The agreement includes a €110 million upfront payment to Hansa Biopharma, with an additional €5 million contingent on the European Medicines Agency's acceptance of the filing for Idefirix's full approval. The transaction is expected to close within 60 days, pending foreign direct investment regulatory approval.
The acquisition gives SERB control of a conditionally approved treatment for the 10-15 percent of kidney transplant patients considered highly sensitised. SERB will take over long-term and pediatric studies for Idefirix, which has a US PDUFA date of December 19, 2026.

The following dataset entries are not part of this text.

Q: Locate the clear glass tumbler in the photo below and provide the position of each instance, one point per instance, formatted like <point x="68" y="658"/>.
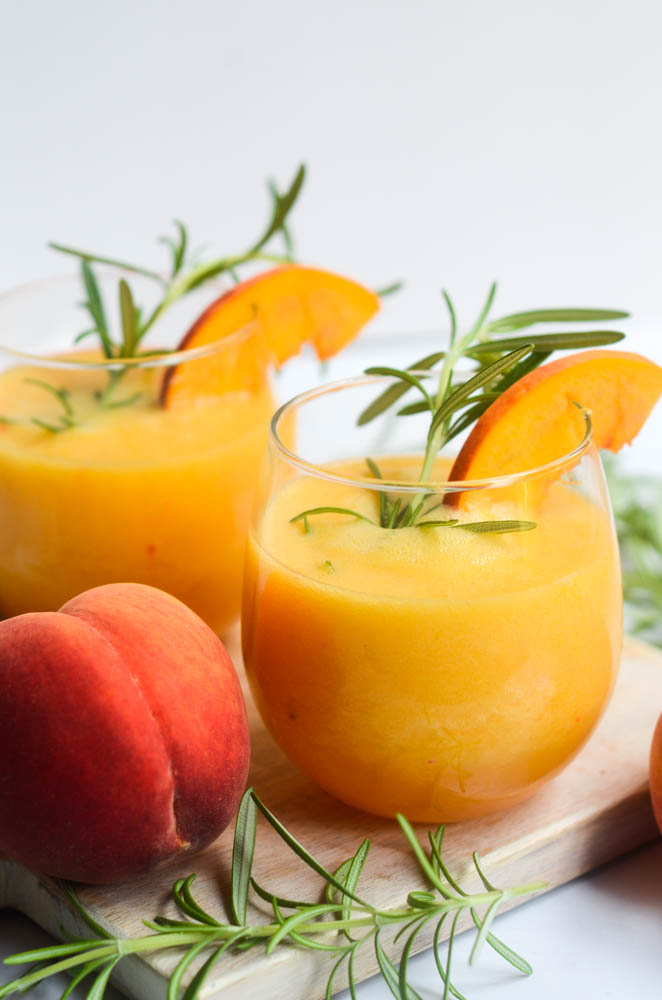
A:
<point x="132" y="469"/>
<point x="442" y="671"/>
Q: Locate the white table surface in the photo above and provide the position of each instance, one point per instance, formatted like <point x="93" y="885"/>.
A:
<point x="448" y="143"/>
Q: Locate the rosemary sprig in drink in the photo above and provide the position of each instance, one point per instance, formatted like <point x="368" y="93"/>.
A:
<point x="184" y="274"/>
<point x="341" y="924"/>
<point x="637" y="503"/>
<point x="457" y="400"/>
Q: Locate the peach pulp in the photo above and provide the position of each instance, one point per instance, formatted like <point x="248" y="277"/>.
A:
<point x="131" y="490"/>
<point x="436" y="671"/>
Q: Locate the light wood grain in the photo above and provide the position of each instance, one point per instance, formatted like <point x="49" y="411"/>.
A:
<point x="596" y="810"/>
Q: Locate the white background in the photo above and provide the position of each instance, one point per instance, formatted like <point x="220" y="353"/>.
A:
<point x="447" y="143"/>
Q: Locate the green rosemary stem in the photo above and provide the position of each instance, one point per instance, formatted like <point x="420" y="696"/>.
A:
<point x="187" y="282"/>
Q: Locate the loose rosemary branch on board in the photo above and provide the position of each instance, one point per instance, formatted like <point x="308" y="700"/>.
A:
<point x="637" y="503"/>
<point x="500" y="360"/>
<point x="341" y="924"/>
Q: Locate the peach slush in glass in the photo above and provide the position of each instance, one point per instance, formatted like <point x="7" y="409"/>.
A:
<point x="443" y="669"/>
<point x="138" y="468"/>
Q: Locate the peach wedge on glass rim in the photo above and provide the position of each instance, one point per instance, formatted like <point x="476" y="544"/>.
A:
<point x="287" y="307"/>
<point x="537" y="420"/>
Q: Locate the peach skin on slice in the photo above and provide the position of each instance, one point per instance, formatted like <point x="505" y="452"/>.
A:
<point x="285" y="308"/>
<point x="536" y="421"/>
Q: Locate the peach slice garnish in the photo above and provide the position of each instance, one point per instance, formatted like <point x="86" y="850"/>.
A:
<point x="288" y="307"/>
<point x="536" y="420"/>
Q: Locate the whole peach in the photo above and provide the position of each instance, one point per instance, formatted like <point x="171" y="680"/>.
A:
<point x="656" y="773"/>
<point x="123" y="735"/>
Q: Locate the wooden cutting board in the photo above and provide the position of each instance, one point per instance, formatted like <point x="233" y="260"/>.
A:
<point x="596" y="810"/>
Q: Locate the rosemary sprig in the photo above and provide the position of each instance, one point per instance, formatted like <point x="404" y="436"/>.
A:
<point x="637" y="503"/>
<point x="341" y="924"/>
<point x="458" y="401"/>
<point x="184" y="274"/>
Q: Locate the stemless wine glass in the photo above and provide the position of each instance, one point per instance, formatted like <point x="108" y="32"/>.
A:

Idefirix, with the generic name imlifidase, is an enzyme that cleaves IgG antibodies, which can cause organ rejection. It is used for desensitisation in highly sensitised adult patients awaiting a kidney transplant from a deceased donor. These patients, who make up an estimated 10-15 percent of the 70,000 people on the European kidney transplant waiting list, have pre-formed antibodies that make finding a compatible donor exceptionally difficult.
Under the terms of the deal, Hansa will support SERB through the EMA review process for full approval. Following the transaction's close, SERB will assume responsibility for the Post-Authorization Efficacy Study (PAES) long-term follow-up and an ongoing paediatric study.
Rothschild & Co. served as the exclusive financial advisor to SERB, with Freshfields as legal counsel. Centerview Partners UK LLP and Morgan Lewis acted as exclusive financial advisor and legal counsel to Hansa, respectively.
This deal provides Hansa with significant non-dilutive funding while allowing SERB to use its European commercial platform. Investors will watch for the completion of the FDI regulatory approval within the next 60 days.
This article is for informational purposes only and does not constitute investment advice.